The small business community is being asked by all parties – the Governor’s Office, Speaker’s Office and Democratic and the Republican Legislators what our position is on the budget mess. I have had the opportunity to discuss this with small business owners from all over California and all seem to approach the problem the same way — how would we treat the budget problem the state faces with lessons we’ve learned as small business owners?
When a small business owner has more dollars going out than coming in we take the
First, take very good care of our existing customers. We don’t want to make it harder for our customers to do business with us; in fact, we would prefer to make it easier.

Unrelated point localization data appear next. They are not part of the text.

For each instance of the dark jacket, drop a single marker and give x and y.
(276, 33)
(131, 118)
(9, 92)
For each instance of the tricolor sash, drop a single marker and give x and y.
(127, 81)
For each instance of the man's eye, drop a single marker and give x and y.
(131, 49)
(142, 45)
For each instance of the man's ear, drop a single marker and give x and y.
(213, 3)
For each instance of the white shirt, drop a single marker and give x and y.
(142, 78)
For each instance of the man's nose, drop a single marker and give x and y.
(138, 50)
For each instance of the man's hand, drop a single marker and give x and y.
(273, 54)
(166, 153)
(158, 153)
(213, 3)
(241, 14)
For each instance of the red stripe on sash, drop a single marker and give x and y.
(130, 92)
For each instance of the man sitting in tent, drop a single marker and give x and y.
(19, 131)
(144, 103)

Don’t put burdensome regulations and higher prices on the conditions for doing business in California that might force businesses to go to another State for a better deal. Make sure that taxpaying businesses are treated respectfully. For example, don’t have a small business person hang on the phone to a state agency for more than an hour to get an answer from a government official that the business person needs to operate the business.
Second, look for new customers. There are too many stories of businesses leaving California. Make California business friendly and attract new businesses to California. That will increase revenue to government.
Third, in tough times we have to cut costs. We ask our employees for ideas and offer incentives to them for positive results. We postpone major purchases; we eliminate waste; we get creative on gasoline usage for business and our employees, we do black
and white printing instead of color printing and the list goes on. In other words, we look for ways to do things differently and more efficiently.
Fourth, we work with and protect our employees. It goes without saying – we don’t add employees but we do everything possible to keep good employees. It is not cost effective to lose good employees and have to train new ones when the economy goes back up.
Finally, be prepared to review your budget on an on-going basis. Make adjustments during the year if the revenue flow does not match budget projections. And, put some money aside for tough times – a rainy day fund.
So, the bottom line (and, yes, we are always concerned about the bottom line) our message to Sacramento is we think common sense approaches that all businesses face in difficult times can be used to address the state budget problem.
One more thing–Don’t put the small business owners at a disadvantage when you do the budget or budget reform. They are a major part of the solution for job creation and growing the economy.